It’s been a long time, friends. Perhaps too long. I’ve recently begun working on contributing to a friend’s blog about video gaming. What do I know about video gaming? Nowhere near as much as he does, but I’m apparently better with writing blog content than he is. 😳🤣
What I DO know is books, which is the reason I started this in 2012. Along with the other 8 or 9 blogs that I write for. Bookselling affords me the opportunity to sell books in person; I guess the blog afforded me the opportunity to help you find books on the Internet. And again, they tell me they like my unconventional writing. They being the marvelous 2,762 of you who follow this blog. As always, I thank you. On a personal note, after my father passed in 2019, I really lost my mojo with writing. It’s only been since spring of this year that the light of inspiration revisited me again. I took another gig on at work, social media denizen. Unfortunately, I do not get to write as much content as I would like, so it’s back to blogging and hoping something comes along that allows me to dip my toe in the pool again. Until then? You poor bastards have to read my reviews again.
This book seemed like a slam dunk for someone like me who inhales 80’s anything the way Snoop Dogg inhales the ganja. I read the book Dylan Jones wrote on David Bowie and really enjoyed that. Comparing the two is like comparing ashes to a well done steak. This book is not that book.
Going inside the world of the late 1970’s punk scene to the New Romantic movement is an exhaustive project. It may have been too much for Jones. The list of luminaries brought into the project is impressive, including the dearly departed, among them George Michael, Malcolm McLaren, and Prince, who is likened to ” a Cobb salad in the studio”. Don’t get me started on that.

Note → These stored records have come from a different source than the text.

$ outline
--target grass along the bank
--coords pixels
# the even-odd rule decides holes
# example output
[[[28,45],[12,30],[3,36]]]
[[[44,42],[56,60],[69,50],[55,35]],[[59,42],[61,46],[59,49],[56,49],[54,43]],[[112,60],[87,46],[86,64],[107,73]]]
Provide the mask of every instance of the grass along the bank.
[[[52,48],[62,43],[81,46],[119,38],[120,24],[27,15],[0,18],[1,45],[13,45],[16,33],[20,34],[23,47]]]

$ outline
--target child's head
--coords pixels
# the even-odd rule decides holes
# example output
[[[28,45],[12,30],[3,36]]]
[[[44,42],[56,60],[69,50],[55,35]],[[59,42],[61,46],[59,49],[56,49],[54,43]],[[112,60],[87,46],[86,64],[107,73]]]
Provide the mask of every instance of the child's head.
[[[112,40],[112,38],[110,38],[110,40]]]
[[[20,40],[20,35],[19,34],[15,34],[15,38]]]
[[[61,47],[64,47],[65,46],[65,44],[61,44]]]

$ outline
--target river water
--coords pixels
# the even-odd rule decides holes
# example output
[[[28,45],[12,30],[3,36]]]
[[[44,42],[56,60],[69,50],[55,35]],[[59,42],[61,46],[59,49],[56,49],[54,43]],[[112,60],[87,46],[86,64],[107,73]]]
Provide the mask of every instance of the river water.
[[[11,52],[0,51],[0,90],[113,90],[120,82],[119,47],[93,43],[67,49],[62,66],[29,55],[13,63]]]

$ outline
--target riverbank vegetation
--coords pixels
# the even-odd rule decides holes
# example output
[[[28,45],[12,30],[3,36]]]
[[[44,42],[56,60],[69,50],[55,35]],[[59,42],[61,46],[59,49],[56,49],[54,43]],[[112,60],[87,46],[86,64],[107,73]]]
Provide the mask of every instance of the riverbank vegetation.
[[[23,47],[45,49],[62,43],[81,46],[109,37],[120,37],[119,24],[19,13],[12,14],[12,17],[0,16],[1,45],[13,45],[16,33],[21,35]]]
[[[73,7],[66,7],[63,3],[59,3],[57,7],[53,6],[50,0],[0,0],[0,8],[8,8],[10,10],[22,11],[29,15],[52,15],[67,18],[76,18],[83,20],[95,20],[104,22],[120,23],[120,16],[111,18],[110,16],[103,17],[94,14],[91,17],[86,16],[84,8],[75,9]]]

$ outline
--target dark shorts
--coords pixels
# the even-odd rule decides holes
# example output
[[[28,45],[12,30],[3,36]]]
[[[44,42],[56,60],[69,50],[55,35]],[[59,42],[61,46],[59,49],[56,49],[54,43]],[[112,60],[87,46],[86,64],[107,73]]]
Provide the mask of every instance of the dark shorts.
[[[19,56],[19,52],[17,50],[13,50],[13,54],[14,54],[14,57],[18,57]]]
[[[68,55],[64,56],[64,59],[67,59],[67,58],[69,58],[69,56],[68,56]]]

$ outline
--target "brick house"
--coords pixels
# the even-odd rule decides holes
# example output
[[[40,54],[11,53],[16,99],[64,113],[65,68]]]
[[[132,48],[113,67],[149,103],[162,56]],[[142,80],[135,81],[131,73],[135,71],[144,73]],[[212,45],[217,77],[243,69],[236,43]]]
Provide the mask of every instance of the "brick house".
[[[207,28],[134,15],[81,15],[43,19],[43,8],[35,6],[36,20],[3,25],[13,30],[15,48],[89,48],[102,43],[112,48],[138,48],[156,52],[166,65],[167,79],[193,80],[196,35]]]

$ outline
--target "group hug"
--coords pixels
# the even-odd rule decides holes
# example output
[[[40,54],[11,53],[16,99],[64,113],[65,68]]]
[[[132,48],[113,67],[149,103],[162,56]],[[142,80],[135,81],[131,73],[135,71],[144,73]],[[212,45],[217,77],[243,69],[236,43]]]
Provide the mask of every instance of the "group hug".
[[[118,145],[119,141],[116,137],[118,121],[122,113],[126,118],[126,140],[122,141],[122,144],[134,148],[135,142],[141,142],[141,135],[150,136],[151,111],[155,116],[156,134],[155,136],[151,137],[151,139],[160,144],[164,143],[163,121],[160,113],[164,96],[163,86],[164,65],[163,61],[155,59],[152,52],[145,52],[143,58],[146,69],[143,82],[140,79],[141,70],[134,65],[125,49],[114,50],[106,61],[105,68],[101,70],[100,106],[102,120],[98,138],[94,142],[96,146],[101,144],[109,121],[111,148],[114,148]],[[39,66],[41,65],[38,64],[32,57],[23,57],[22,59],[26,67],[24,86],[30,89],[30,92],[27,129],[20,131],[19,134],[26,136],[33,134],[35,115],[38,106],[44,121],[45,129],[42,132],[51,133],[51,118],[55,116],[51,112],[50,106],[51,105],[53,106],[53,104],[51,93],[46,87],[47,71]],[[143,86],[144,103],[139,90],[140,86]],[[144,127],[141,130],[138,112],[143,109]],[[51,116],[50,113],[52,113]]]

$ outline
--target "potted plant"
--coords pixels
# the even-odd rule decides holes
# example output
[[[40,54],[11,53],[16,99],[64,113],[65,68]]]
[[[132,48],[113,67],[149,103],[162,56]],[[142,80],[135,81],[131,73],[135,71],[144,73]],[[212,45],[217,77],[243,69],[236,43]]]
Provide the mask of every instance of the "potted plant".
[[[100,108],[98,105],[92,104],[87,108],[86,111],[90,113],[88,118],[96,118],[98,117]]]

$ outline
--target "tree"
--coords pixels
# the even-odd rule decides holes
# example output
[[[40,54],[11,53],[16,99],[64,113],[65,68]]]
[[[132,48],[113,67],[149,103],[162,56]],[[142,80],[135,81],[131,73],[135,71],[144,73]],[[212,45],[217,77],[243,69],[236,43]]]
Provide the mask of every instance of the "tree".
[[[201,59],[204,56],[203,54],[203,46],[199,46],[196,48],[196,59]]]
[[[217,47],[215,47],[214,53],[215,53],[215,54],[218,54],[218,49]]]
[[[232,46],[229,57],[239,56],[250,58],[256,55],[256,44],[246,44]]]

While the music scene is examined, the fashion, the clubs and nightclub scene are also examined and psychoanalyzed, along with magazines and that long-defunct music television shuttle, MTV. The fascinating psychology behind the egocentric clashes of pop titans take up more of the book than someone who is a pop junkie like myself can take. A full third- the first part- of the book is just trashing the Clash. Most of it by that rascal McLaren, some by other bands. Then you have McLaren vs Adam Ant, McLaren Vs John Lydon, etc. It could have been a video game, McLaren Vs. (Fill in the blank) for Atari, the amount of the book his battles take up. It got so distractable that it was hard to Simon up enthusiasm to read the last part of it. I wish the pseudo pop psychology could have taken a back seat and more of the good times examined. You bring Adam Ant into the book to discuss the Ants and when McLaren dicked him over, then the next time you see him is Live Aid, where his performance is summarily dismissed, and Class Dismissed! No mention of the 4 albums that he made that were seated on the Top 20 Billboard album chart. It boggles the mind. Madonna gets a third of a paragraph but Sade gets almost a whole chapter. Now, don’t get me wrong- I love Sade but she is not on Madonna’s level here in the States during the 80s. What else disturbed me? There were grammatical errors all over the place and Jones made a huge error calling Chicago DJ Steve Dahl a Detroit DJ. Nope, definitely not. You would think that they had edited it before publishing it, but I guess not.
The book has definite moments- any John Lydon quote is entertainment value worth its weight in gold, Boy George’s contribution to the scene is faithfully recounted, and it was nice to see Spandau Ballet recount their role through the eyes of founder Gary Kemp. But they really sliced in half the following bands- Eurythmics, Depeche Mode, Erasure, OMD, Pet Shop Boys (Neil Tennant is around, but mostly recounting his journalistic career with British magazines, not much on the music side)..none are really represented, just mentioned as a come-what-may shrug. Which made me shake my head some more.
As someone who likes to read music bios, I would say this one leaves a lot of ground untread.